WOLL: Wir haben über Wettbewerbsfähigkeit gegenüber der Konkurrenz aus dem Ausland gesprochen. Haben Sie den Eindruck, dass die deutsche Industrie und der Handel auch im Kreis Soest und im HSK mit der Konkurrenz aus Drittländern und EU-Ländern mithalten können?
Andreas Knappstein:
Ich bin ein Fan der Innovationskraft der heimischen Unternehmen. Die Anzahl der in Südwestfalen ansässigen Hidden Champions, also Weltmarktführer, zeigt deutlich, dass unsere Wirtschaft, häufig sind es Familienunternehmen, nicht nur wettbewerbsfähig ist, sondern oft auch Vorreiter. Das Potenzial in unserer Region ist also hervorragend. Allerdings werden die Rahmenbedingungen für Unternehmen immer schwieriger – wir haben einige davon ja bereits angesprochen. Wenn Deutschland als Standort unattraktiv wird, sehe ich die Gefahr, dass Standorte und Produktionsstätten ins Ausland verlagert werden. Schlimmstenfalls erleben wir eine Deindustrialisierung. Es ist Aufgabe der Politik, das zu verhindern.

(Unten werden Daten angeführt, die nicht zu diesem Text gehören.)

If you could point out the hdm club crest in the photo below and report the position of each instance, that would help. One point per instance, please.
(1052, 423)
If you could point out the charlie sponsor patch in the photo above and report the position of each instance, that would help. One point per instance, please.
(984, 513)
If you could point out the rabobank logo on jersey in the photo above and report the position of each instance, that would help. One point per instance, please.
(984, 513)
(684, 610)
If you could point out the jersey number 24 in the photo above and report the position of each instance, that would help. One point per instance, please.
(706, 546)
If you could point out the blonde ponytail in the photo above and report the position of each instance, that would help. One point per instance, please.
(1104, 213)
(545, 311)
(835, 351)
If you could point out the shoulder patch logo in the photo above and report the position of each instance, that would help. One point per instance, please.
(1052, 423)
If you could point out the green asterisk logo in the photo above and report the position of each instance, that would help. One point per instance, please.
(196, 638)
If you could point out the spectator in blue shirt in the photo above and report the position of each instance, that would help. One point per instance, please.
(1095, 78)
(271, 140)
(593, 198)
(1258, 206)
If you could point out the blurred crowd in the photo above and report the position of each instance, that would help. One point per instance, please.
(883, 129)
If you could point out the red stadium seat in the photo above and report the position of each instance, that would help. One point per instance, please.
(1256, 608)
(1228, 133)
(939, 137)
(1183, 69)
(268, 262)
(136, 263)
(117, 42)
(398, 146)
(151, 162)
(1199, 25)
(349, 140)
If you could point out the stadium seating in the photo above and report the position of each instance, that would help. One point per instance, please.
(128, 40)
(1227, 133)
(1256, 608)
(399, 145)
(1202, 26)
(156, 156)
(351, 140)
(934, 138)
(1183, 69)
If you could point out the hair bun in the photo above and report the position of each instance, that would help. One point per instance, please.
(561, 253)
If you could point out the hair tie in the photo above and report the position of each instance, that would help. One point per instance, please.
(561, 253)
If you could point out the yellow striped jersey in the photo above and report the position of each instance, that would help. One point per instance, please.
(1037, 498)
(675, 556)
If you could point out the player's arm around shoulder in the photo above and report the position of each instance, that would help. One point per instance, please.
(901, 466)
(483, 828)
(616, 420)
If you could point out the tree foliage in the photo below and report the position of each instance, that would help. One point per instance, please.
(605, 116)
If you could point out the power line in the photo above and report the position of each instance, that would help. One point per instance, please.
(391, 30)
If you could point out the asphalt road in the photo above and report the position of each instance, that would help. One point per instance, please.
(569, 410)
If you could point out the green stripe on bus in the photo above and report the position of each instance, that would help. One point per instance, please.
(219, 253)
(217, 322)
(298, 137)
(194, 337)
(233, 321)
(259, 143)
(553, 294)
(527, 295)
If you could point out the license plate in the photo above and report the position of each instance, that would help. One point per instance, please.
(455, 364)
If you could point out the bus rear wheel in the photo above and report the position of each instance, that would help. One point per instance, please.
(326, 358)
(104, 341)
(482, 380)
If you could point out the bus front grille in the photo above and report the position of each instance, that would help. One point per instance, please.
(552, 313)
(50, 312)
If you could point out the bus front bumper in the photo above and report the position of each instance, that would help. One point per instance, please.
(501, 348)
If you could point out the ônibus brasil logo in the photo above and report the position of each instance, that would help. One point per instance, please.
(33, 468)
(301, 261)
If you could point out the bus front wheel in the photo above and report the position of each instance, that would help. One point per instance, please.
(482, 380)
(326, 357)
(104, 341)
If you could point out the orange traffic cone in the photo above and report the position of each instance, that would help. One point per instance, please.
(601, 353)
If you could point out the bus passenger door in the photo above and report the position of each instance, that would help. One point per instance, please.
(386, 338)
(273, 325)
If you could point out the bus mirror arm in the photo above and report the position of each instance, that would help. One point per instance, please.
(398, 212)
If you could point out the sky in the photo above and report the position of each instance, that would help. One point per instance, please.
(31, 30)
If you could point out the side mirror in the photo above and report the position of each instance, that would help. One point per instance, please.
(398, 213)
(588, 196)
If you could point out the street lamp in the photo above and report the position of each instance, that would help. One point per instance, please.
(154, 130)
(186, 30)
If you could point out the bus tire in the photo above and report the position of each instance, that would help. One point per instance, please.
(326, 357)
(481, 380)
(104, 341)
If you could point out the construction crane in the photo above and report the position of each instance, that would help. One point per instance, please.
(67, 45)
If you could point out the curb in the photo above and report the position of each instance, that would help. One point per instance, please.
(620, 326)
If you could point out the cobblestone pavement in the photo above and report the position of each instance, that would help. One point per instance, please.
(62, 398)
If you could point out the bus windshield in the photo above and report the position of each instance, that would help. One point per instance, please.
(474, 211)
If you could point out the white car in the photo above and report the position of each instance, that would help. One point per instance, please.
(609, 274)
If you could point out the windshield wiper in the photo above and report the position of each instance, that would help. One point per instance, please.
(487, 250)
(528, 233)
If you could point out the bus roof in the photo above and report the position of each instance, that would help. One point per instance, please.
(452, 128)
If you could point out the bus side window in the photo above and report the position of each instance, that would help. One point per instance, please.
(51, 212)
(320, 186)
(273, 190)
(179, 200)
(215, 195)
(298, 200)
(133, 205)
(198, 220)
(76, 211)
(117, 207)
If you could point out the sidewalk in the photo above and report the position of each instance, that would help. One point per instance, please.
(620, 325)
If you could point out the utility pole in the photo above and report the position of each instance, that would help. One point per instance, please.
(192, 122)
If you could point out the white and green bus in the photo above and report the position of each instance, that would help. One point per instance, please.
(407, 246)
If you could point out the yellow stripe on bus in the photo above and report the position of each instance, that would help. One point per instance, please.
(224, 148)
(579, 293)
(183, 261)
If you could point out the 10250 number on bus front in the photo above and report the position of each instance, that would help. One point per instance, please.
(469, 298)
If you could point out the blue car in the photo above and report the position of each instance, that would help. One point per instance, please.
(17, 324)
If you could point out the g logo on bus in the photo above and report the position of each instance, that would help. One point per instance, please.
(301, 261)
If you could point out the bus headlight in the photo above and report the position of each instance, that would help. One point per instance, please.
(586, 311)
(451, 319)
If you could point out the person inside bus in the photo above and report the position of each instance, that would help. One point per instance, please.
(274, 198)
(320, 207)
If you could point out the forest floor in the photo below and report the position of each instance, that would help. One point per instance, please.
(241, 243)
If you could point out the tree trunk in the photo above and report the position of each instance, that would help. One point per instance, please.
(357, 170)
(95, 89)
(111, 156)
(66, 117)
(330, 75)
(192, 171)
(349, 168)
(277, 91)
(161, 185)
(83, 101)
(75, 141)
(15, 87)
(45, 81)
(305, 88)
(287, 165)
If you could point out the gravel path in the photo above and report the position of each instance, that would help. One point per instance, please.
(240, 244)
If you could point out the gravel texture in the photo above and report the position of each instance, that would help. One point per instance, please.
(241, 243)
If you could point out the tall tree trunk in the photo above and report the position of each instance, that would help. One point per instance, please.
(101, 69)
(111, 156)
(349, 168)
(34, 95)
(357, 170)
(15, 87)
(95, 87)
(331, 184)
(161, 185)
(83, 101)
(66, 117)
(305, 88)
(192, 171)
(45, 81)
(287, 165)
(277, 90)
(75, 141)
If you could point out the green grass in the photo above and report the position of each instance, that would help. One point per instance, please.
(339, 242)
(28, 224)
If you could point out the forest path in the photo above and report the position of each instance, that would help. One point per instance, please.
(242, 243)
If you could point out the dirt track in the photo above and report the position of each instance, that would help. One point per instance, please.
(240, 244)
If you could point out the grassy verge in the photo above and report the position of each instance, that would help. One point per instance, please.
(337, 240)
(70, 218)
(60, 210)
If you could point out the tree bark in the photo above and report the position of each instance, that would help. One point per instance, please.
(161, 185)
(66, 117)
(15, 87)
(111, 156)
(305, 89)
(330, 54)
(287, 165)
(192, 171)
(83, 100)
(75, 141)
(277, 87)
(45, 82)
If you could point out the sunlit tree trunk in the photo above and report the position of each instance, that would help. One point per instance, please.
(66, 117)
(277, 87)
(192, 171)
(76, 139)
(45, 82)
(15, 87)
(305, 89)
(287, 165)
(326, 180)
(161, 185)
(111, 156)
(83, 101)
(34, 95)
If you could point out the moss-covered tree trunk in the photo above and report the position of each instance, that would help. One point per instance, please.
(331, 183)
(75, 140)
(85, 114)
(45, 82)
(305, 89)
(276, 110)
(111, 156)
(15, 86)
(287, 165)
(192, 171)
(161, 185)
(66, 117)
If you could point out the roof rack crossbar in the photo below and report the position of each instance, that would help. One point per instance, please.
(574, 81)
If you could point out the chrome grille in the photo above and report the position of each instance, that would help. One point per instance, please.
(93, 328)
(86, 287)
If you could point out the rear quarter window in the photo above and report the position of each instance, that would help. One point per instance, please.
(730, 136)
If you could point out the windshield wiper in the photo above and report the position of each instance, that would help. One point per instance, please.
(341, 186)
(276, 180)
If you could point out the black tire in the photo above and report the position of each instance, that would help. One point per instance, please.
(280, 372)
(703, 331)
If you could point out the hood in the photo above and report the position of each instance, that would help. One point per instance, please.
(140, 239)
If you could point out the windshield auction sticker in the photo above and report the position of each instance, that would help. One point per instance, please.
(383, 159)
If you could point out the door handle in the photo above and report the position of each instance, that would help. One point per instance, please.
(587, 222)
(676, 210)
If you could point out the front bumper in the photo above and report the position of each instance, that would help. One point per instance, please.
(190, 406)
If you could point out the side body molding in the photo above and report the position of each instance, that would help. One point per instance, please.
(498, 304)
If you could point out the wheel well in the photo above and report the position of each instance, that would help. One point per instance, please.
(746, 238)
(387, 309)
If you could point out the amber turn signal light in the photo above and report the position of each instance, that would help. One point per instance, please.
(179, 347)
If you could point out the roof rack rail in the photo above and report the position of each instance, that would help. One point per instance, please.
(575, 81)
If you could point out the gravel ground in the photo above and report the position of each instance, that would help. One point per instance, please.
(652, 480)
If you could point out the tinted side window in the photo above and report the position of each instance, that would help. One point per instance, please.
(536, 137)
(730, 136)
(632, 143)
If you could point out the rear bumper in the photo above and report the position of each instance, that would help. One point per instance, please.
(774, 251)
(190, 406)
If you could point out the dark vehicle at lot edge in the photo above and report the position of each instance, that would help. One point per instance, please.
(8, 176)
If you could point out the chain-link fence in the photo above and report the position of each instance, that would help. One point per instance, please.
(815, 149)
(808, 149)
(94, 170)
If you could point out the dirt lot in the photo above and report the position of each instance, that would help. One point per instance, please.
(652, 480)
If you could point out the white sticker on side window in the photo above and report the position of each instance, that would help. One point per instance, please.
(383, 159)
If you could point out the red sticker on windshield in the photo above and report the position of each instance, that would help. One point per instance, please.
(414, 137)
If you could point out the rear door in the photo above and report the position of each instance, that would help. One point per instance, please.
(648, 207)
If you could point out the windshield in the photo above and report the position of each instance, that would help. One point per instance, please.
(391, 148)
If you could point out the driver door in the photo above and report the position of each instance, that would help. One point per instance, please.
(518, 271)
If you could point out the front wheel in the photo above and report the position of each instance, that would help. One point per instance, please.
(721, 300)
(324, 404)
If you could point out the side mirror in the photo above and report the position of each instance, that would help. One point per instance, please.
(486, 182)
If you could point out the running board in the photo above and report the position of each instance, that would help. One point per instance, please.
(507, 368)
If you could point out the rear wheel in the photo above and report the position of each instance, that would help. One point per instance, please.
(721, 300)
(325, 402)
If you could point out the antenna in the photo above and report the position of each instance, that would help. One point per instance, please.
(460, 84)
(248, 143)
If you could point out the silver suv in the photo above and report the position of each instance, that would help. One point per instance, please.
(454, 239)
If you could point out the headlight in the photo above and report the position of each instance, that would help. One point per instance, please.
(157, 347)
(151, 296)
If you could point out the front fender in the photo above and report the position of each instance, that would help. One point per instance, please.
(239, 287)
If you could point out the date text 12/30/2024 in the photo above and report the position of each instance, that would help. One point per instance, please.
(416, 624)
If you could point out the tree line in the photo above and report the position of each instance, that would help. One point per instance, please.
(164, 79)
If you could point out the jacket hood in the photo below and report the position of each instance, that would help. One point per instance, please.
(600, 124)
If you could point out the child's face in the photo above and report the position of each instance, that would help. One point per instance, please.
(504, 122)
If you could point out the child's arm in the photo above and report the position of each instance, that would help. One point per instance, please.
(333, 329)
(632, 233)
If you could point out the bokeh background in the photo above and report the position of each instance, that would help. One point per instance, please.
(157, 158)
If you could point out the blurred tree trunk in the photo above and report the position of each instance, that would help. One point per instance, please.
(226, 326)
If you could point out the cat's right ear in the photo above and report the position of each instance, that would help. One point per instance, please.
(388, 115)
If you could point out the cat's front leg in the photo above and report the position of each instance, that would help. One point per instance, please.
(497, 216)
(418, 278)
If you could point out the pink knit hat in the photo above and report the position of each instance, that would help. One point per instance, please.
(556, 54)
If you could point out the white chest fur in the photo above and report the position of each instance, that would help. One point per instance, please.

Unternehmen sollten nicht immer mehr in ihrem Handeln eingeschränkt werden. Wirtschaft braucht Freiraum, um innovativ und erfolgreich zu sein. Unternehmerinnen und Unternehmer brauchen eine verlässliche Perspektive. Als exportstarke Industrienation brauchen wir entsprechende Rahmenbedingungen, um wettbewerbsfähig zu bleiben und die Nase vorn zu haben.

WOLL: Herr Knappstein, wir danken für das Gespräch und wünschen Ihnen immer eine glückliche Hand und die passenden Worte für Ihre Arbeit als Präsident der Industrie- und Handelskammer Arnsberg – Hellweg- Sauerland.